If you decide to file for bankruptcy, it is likely because you have overwhelming debt. You may have been trying to pay it back on your own, but it becomes clear that it will be impossible for you to do so. The bankruptcy filing can help you consolidate that debt into a repayment plan or liquidate non-exempt assets so that the rest of the debt can be forgiven.
Does that mean you can include any type of debt at all? It does not. While you certainly may want to include things like credit card debt or medical bills, there are certain types of debt that you cannot discharge through bankruptcy.
Family law orders
To begin with, there are some financial court orders that can be issued during a family law case, such as a divorce.

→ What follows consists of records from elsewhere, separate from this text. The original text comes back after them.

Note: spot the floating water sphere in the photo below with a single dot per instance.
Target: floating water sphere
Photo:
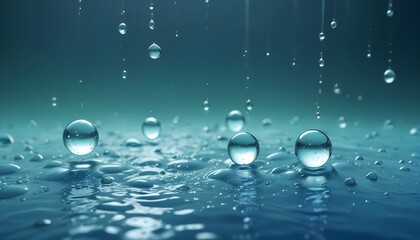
(122, 28)
(80, 137)
(235, 121)
(152, 24)
(313, 148)
(389, 76)
(206, 105)
(249, 105)
(333, 24)
(151, 128)
(321, 36)
(243, 148)
(154, 51)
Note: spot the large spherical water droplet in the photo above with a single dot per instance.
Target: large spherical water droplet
(152, 24)
(80, 137)
(321, 62)
(206, 105)
(249, 105)
(151, 128)
(122, 28)
(313, 148)
(243, 148)
(235, 121)
(321, 36)
(154, 51)
(390, 12)
(333, 24)
(389, 76)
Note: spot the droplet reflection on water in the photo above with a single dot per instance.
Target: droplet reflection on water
(80, 137)
(313, 148)
(243, 148)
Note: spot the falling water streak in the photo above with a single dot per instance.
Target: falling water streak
(79, 10)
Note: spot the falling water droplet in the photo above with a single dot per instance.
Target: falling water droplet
(313, 148)
(206, 105)
(321, 62)
(321, 36)
(249, 105)
(243, 148)
(390, 12)
(154, 51)
(151, 24)
(122, 28)
(80, 137)
(235, 121)
(389, 76)
(151, 128)
(333, 24)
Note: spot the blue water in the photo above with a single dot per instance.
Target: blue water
(184, 186)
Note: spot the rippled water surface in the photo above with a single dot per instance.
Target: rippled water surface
(184, 186)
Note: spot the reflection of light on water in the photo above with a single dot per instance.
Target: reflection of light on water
(315, 204)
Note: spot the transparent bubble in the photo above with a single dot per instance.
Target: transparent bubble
(80, 137)
(243, 148)
(235, 121)
(313, 148)
(206, 105)
(151, 128)
(154, 51)
(321, 36)
(151, 24)
(389, 76)
(122, 28)
(249, 105)
(333, 24)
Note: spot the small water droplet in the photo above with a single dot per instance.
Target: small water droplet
(390, 12)
(80, 137)
(154, 51)
(206, 105)
(243, 148)
(321, 36)
(313, 148)
(151, 24)
(389, 76)
(235, 121)
(333, 24)
(249, 105)
(122, 28)
(151, 128)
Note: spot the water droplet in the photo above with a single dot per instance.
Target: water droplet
(350, 182)
(235, 121)
(152, 24)
(313, 148)
(389, 76)
(122, 28)
(321, 36)
(333, 24)
(372, 176)
(337, 89)
(243, 148)
(390, 12)
(249, 105)
(206, 105)
(154, 51)
(321, 62)
(80, 137)
(151, 128)
(342, 123)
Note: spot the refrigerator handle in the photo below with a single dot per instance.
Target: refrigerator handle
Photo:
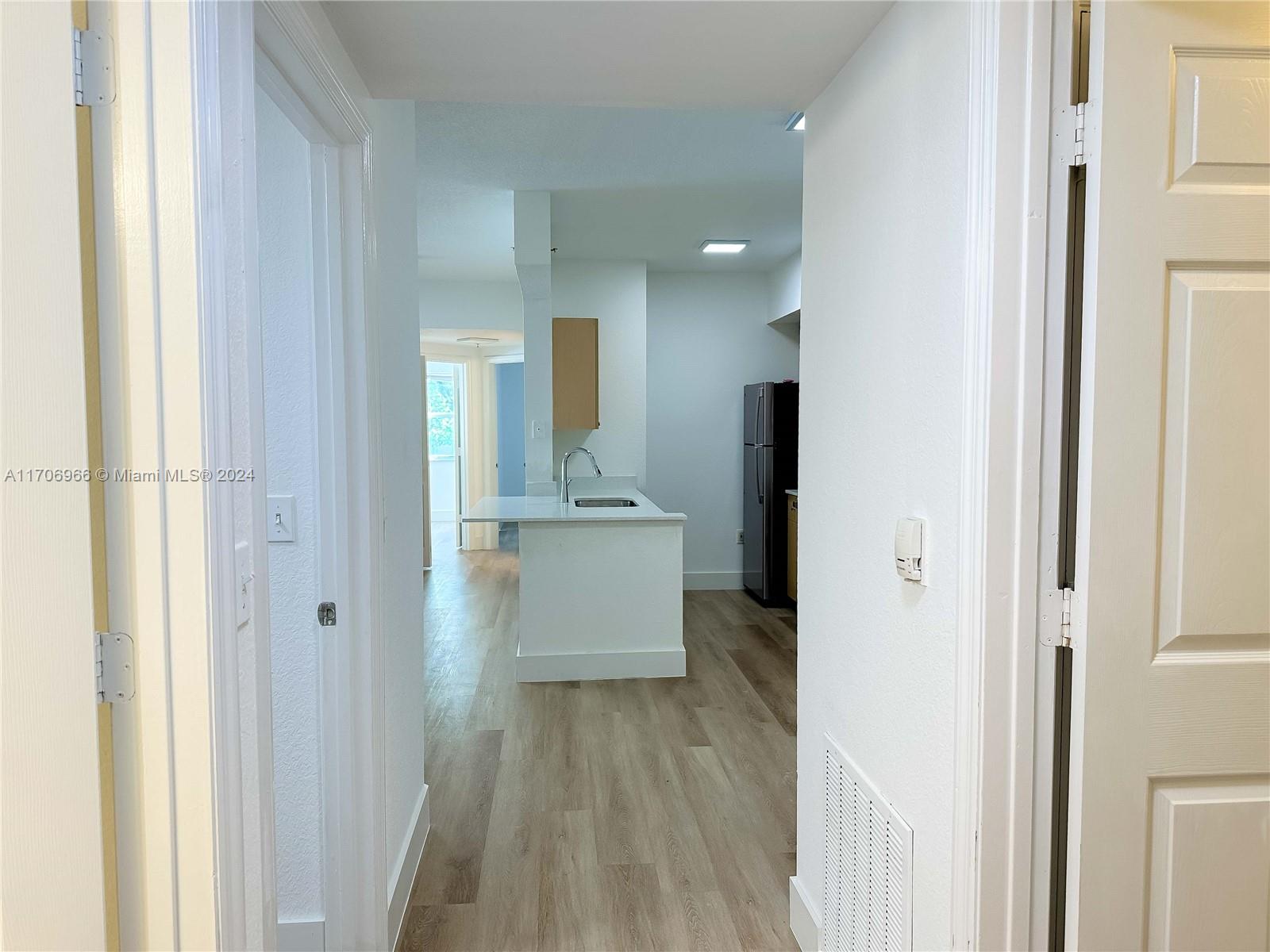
(759, 476)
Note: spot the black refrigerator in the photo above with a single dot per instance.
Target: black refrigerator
(770, 437)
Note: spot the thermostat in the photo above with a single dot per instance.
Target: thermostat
(911, 549)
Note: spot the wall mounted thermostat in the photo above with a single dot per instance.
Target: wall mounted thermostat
(911, 549)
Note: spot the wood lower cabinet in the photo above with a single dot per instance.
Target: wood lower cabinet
(791, 579)
(575, 374)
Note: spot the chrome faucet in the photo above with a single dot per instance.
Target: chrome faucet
(564, 471)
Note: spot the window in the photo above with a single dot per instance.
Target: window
(441, 414)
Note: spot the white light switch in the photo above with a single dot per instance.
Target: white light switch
(911, 549)
(281, 520)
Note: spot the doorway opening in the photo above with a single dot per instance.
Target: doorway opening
(510, 424)
(444, 401)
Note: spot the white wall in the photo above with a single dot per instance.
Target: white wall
(708, 338)
(785, 287)
(882, 332)
(291, 469)
(533, 272)
(402, 455)
(616, 292)
(480, 305)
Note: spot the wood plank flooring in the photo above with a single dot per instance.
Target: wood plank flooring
(652, 814)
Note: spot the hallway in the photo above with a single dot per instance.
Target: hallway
(603, 816)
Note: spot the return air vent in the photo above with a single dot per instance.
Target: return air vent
(868, 863)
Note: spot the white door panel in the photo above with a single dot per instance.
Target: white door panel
(1170, 829)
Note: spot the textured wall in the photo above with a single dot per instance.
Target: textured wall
(480, 305)
(291, 463)
(882, 340)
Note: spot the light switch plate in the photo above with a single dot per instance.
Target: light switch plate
(281, 520)
(911, 543)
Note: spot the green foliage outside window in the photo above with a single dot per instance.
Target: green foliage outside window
(441, 418)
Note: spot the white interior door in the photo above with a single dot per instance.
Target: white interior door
(51, 862)
(1172, 708)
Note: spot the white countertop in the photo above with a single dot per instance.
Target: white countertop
(548, 508)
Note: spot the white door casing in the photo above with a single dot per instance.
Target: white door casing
(50, 785)
(1170, 810)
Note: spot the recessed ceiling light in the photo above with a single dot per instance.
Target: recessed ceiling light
(724, 247)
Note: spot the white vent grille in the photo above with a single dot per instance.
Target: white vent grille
(868, 863)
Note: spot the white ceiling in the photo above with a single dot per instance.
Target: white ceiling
(643, 184)
(537, 95)
(456, 336)
(704, 54)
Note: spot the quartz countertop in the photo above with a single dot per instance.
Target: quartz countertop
(548, 508)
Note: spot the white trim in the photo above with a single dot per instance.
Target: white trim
(173, 772)
(972, 511)
(804, 918)
(600, 666)
(713, 582)
(1003, 372)
(302, 936)
(353, 793)
(406, 871)
(222, 52)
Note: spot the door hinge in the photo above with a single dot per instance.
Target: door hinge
(1071, 133)
(112, 658)
(1056, 617)
(92, 63)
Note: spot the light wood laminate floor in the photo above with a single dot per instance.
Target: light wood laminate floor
(652, 814)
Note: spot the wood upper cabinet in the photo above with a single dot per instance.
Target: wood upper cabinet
(575, 374)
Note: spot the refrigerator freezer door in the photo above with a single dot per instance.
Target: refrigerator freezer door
(757, 558)
(757, 425)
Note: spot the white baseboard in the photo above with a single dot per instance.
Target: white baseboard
(711, 582)
(402, 881)
(308, 936)
(804, 918)
(600, 666)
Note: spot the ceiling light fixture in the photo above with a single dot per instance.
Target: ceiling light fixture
(724, 247)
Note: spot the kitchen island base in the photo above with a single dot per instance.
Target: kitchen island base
(601, 601)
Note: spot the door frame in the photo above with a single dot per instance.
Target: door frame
(338, 309)
(1003, 361)
(51, 856)
(226, 42)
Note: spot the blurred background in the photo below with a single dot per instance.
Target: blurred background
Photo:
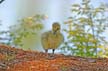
(57, 11)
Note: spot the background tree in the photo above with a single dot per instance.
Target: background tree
(27, 32)
(86, 29)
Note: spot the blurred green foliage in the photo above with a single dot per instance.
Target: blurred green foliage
(27, 32)
(87, 25)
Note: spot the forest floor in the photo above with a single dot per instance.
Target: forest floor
(13, 59)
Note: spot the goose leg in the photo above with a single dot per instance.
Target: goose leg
(46, 50)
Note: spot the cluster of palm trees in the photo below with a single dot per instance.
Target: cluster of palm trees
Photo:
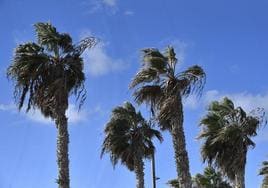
(48, 71)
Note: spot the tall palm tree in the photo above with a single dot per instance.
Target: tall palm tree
(264, 172)
(227, 133)
(128, 138)
(158, 85)
(46, 73)
(210, 179)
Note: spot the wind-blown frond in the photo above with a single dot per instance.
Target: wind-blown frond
(227, 133)
(48, 71)
(128, 136)
(192, 80)
(264, 172)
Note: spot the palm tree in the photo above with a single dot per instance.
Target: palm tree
(128, 138)
(46, 73)
(227, 133)
(210, 179)
(158, 85)
(264, 172)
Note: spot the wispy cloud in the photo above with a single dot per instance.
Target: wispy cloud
(98, 62)
(129, 13)
(246, 100)
(94, 6)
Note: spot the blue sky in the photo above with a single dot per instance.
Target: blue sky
(227, 38)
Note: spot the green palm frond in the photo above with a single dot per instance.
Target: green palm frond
(192, 80)
(128, 136)
(264, 172)
(48, 70)
(227, 133)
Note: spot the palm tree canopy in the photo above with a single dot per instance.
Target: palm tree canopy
(227, 133)
(157, 82)
(45, 69)
(211, 179)
(264, 172)
(128, 135)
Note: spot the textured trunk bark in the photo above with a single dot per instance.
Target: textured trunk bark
(139, 171)
(62, 150)
(179, 144)
(240, 179)
(153, 171)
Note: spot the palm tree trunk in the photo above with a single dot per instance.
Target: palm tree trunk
(179, 144)
(62, 150)
(153, 171)
(139, 171)
(240, 179)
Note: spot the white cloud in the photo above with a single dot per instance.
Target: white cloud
(246, 100)
(110, 3)
(7, 107)
(129, 13)
(98, 62)
(93, 6)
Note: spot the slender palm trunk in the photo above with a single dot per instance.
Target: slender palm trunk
(139, 171)
(179, 144)
(240, 179)
(153, 171)
(62, 149)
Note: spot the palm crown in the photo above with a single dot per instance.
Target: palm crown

Perhaps you have been ordered to pay spousal support to your ex. Maybe you have been ordered to pay child support. These financial obligations are going to remain, even if you discharge other debts in bankruptcy. If you want to address them, you have to ask the court to modify the support order directly.
Back taxes
Similarly, if you owe back taxes, such as unpaid income taxes, you typically cannot discharge them through bankruptcy. Instead, you need to work with the IRS or other tax entity to set up a repayment plan or an offer in compromise.
Student loans
There are some situations in which you can seek relief from student loans if you can demonstrate that they create an undue financial hardship. However, in most cases, you are unable to discharge student loans through bankruptcy.
Exploring your options
It is important to know what can and cannot be included in a bankruptcy filing. As you work your way through the process, be sure you understand all of your legal options.